Restiamo nel Centro Italia e facciamo un salto in quella Toscana che non fa rima solo con Brunello di Montalcino, Chianti Classico, Nobile di Montepulciano e Bolgheri, ma anche con Val d’Orcia, Colline Pisane e in Maremma Montecucco e Bianco di Pitigliano. Una Toscana meno blasonata che scalpita ai “box”. “La regione ormai è tutta vitata – riflette Ferrini, che da fiorentino gioca in casa – Merito anche di aziende importanti che valorizzano il territorio: produttori come Frescobaldi, Mazzei e Brancaia hanno spinto in avanti i vini della Maremma, così come Donatella Cinelli Colombini sta facendo la fortuna della Val d’Orcia”. Oltre ai testimonial, dietro questo successo c’è la ricerca di terroir nuovi e di produzioni diverse. “Oggi c’è chi coltiva il Pinot Nero sull’Appenino – aggiunge l’esperto – il punto è cercare terreni adatti a quei particolari vitigni. Ed è ciò che sta accadendo in Toscana, ma non solo”.
E che dire del Molise? “È all’inizio della sua avventura, ha sofferto molto della presenza dell’Abruzzo, di cui si può considerare il fratello minore – dice l’enologo – io segnalerei bianchi come il Trebbiano e il Pecorino, oltre al rosso di Montepulciano”. Da provare anche l’uva rossa, autoctona, Tintilia.
Andando più a Sud, se si parla di zone del vino emergenti, impossibile non citare la Calabria e le sue uve, in primis il Gaglioppo, come fa notare Ferrini: “Oggi nell’ambito vitivinicolo è la regione meno conosciuta d’Italia, ma chi investe adesso in quei territori fa un affare; la Calabria ha altitudini importanti, località bellissime, un mare che è la fine del mondo, buon turismo, terreni vitati in abbondanza”. Il potenziale è altissimo, soprattutto sulle pendici dell’Aspromonte.
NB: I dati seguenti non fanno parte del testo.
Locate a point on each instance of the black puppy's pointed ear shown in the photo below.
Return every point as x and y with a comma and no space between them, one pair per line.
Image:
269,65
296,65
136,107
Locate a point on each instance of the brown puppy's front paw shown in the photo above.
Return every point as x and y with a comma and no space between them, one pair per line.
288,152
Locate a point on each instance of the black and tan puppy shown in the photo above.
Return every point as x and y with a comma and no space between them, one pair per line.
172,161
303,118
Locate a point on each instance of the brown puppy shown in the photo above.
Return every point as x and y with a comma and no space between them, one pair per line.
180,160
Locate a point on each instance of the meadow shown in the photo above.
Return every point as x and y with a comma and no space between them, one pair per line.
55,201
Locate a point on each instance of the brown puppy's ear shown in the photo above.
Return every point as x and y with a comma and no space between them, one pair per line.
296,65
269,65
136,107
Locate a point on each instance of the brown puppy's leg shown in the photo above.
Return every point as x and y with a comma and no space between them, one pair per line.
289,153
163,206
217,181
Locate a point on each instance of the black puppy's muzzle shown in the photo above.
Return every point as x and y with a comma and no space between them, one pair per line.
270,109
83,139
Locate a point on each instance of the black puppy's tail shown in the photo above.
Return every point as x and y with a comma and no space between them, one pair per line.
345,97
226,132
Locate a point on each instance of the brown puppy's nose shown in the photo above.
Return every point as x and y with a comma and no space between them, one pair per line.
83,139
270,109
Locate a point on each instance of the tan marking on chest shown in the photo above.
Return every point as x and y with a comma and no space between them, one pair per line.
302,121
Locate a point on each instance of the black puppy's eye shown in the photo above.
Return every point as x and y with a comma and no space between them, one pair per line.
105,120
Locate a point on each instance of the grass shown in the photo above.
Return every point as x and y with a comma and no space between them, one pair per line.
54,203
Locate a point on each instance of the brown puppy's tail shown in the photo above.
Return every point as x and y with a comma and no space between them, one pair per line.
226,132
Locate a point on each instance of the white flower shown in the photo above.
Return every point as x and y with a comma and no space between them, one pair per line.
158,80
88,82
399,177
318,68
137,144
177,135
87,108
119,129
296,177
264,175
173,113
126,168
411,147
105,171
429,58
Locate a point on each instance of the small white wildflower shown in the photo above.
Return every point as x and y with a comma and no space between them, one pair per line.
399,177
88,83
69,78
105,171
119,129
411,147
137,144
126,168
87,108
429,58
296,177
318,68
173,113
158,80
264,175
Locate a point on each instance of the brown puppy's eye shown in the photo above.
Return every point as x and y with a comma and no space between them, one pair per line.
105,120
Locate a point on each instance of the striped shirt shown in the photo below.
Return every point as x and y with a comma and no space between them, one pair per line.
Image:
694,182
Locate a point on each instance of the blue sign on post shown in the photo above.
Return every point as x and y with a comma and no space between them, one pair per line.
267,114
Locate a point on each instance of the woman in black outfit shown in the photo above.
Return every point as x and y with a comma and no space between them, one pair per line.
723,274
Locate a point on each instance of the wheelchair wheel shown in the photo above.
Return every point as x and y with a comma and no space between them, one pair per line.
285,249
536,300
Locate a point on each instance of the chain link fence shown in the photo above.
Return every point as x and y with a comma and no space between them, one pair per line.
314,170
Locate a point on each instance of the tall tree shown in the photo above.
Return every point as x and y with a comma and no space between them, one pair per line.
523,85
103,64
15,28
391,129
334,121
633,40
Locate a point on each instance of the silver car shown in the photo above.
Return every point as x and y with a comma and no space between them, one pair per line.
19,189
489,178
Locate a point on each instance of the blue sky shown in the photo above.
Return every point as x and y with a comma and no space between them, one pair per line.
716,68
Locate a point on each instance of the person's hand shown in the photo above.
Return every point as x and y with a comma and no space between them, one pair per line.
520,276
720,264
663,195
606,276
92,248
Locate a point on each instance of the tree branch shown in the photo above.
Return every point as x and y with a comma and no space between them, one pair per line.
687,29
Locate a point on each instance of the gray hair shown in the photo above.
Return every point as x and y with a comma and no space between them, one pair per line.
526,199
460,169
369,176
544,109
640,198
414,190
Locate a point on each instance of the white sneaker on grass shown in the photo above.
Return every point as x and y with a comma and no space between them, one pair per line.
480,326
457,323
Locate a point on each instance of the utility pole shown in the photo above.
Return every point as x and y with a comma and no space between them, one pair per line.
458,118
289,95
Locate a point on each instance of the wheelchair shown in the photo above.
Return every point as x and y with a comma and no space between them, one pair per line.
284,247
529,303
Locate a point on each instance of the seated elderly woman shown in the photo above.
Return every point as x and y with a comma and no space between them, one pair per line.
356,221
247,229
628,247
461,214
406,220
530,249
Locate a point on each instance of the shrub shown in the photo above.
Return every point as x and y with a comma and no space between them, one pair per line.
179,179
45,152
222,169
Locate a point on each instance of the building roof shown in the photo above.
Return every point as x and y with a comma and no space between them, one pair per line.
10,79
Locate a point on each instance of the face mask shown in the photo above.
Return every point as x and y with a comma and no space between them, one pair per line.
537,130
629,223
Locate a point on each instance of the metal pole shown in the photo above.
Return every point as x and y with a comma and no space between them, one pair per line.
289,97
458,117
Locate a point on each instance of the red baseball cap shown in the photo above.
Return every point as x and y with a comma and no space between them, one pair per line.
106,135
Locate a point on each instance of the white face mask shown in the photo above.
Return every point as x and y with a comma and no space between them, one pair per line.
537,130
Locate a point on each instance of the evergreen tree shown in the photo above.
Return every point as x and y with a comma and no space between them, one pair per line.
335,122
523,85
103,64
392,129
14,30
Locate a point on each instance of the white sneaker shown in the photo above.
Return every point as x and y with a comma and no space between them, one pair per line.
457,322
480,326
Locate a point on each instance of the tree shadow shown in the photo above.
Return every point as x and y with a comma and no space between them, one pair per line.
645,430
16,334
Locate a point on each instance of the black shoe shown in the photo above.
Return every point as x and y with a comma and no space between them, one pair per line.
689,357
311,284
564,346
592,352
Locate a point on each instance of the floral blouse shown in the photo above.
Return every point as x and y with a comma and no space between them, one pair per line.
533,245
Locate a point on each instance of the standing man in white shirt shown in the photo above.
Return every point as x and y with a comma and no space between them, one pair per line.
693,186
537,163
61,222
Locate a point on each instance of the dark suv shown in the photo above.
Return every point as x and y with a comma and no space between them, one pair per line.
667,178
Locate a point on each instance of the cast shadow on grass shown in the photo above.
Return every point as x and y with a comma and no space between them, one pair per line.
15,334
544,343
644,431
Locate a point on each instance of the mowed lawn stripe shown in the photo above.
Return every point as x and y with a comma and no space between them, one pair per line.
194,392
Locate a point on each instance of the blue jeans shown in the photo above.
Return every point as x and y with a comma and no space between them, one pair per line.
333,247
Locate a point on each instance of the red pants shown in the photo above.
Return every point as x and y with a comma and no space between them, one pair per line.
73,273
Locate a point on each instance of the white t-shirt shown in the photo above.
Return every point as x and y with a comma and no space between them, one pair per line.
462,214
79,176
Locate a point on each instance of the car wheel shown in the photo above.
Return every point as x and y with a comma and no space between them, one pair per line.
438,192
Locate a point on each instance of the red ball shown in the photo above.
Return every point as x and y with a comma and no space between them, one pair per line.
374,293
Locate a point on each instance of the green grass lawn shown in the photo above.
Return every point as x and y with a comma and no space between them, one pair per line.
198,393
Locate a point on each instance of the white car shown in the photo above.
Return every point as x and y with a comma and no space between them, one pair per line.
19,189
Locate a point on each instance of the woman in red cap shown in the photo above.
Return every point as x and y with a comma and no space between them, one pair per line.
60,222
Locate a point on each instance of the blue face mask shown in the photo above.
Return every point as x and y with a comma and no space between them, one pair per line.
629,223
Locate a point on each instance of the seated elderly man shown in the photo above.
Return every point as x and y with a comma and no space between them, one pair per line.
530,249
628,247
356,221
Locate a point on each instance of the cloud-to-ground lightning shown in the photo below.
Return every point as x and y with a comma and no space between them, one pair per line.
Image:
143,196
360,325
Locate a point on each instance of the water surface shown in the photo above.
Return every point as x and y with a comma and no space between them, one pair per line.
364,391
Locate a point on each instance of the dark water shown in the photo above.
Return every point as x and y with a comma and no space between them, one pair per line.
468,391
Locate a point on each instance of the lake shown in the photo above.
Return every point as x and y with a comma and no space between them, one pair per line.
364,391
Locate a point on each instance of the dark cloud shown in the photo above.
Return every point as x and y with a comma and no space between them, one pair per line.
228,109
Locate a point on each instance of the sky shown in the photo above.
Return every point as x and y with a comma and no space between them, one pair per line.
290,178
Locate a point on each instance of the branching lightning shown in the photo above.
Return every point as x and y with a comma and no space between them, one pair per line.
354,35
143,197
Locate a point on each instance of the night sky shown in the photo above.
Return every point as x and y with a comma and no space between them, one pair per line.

Perché in Italia tutta questa ricchezza vitivinicola emerge proprio ora? Risponde l’enologo: “Oggi questi territori vengono a galla un po’ per curiosità, un po’ per la voglia di mettersi in gioco in aree nuove perché la viticoltura nelle zone più note spesso ha costi altissimi. Ma c’è anche un altro aspetto: la viticoltura ha le sue fasi. In Italia negli anni ‘80-90 gli enologi, io per primo, si sono dedicati alla ricerca, alla mappatura di territori più vocati, alla selezione clonale, alla sperimentazione di vitigni stranieri, soprattutto francesi. E il risultato è che oggi abbiamo dei vini meravigliosi a base di Sangiovese, Nero d’Avola e Nebbiolo, per fare degli esempi. La stessa cosa sta accadendo ora, in quello che potremmo definire un nuovo Rinascimento del vino”.